The Spectator, by good journalistic digging – and persevering with a freedom of information request – has found that the BBC has been boosting its coffers by applying on a regular basis to the EU for grant funds. The article homes in on the huge potential conflict of interest, and points out that Lord Patten, the BBC chairman – the man thus in charge of BBC impartiality – is already in the sway of the EU because he receives a pension from it of an estimated £100,000 a year.
Richard North, on the EU Referendum website, has been following through and filling the gaps, and found that sums involved – though a fleabite in terms of the BBC’s overall revenues of £3.65bn a year – have added up to more than £20m for rafts of projects in the period 2007-12.
The money, it seems, is mainly channelled through the BBC’s charity arm, the body formerly known as the World Service Trust, and now with the title of ‘BBC Media Action – ‘transforming lives through the media around the world’.
In fact, a moment’s digging shows that among the main goals of ‘Media Action’ are concerted efforts to spread propaganda about climate change, sinisterly but clumsily masked as objective research, as this faux sociological exercise in Asia reveals. The goal is clearly to brainwash vast swathes of Asia – in line with the EU’s own collective thinking – that climate change is adversely affecting their lives and political action needs taking to combat it.

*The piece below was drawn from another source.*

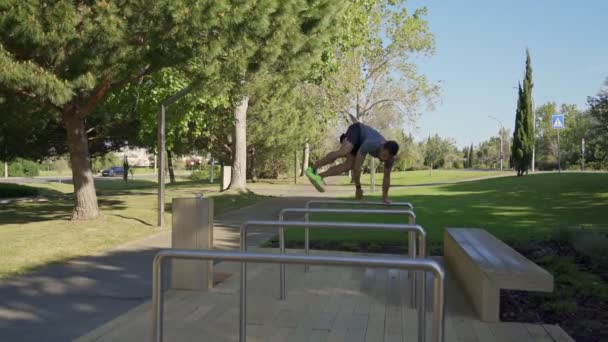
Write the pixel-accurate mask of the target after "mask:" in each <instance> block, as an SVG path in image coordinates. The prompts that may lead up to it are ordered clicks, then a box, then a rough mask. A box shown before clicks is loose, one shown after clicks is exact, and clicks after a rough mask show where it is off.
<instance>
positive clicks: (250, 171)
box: [249, 146, 258, 183]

Another scheme for which BBC ‘Media Action’ successfully applied for money – to the tune of almost £4m – wasEuropean Neighbourhood and Partnership Instrument. This is the EU’s own definition of the Orwellian scheme:
“The ENP is a broad political strategy which has the ambitious objective of strengthening the prosperity, stability and security of Europe’s neighbourhood in order to avoid any dividing lines between the enlarged EU and its direct neighbours.”
That sounds like spreading pro-EU propaganda. Neither the BBC nor the EU are specific about how the BBC’s money has been used, but it seems that one goal is the training of journalists in the Ukraine. Would that be so that they can tell their fellow citizens how important links with the EU are? Newswatch has found in its latest report that a constant feature of coverage of the tension in the Ukraine by the BBC Today programme during the autumn was the characterisation of a battle between those who supported the EU and Russia.
The BBC, as it always does, denies flatly that its programme-making activities are affected in any way by the receipt of such funds. But Kate Hoey MP told the Spectator:
‘I have grave concerns about the bias of the BBC when it comes to EU matters. I find the whole thing shocking. The lack of transparency is unjustified. Why does it seem so worried about people knowing where it gets its money? What has the BBC got to hide other than knowing that many of us don’t trust them on EU matters and the need for a referendum on Britain’s EU membership?’
Ms Hoey adds that she has concerns that the BBC ‘very rarely’ reports Labour MPs’ views on Europe. She says:
‘Even Today in Parliament [on Radio 4] always tries to convey Tory splits on Europe, and this doesn’t help the perception of an EU bias. There are Labour MPs with strong views on Europe as well. It doesn’t help that the BBC very rarely reports these views.’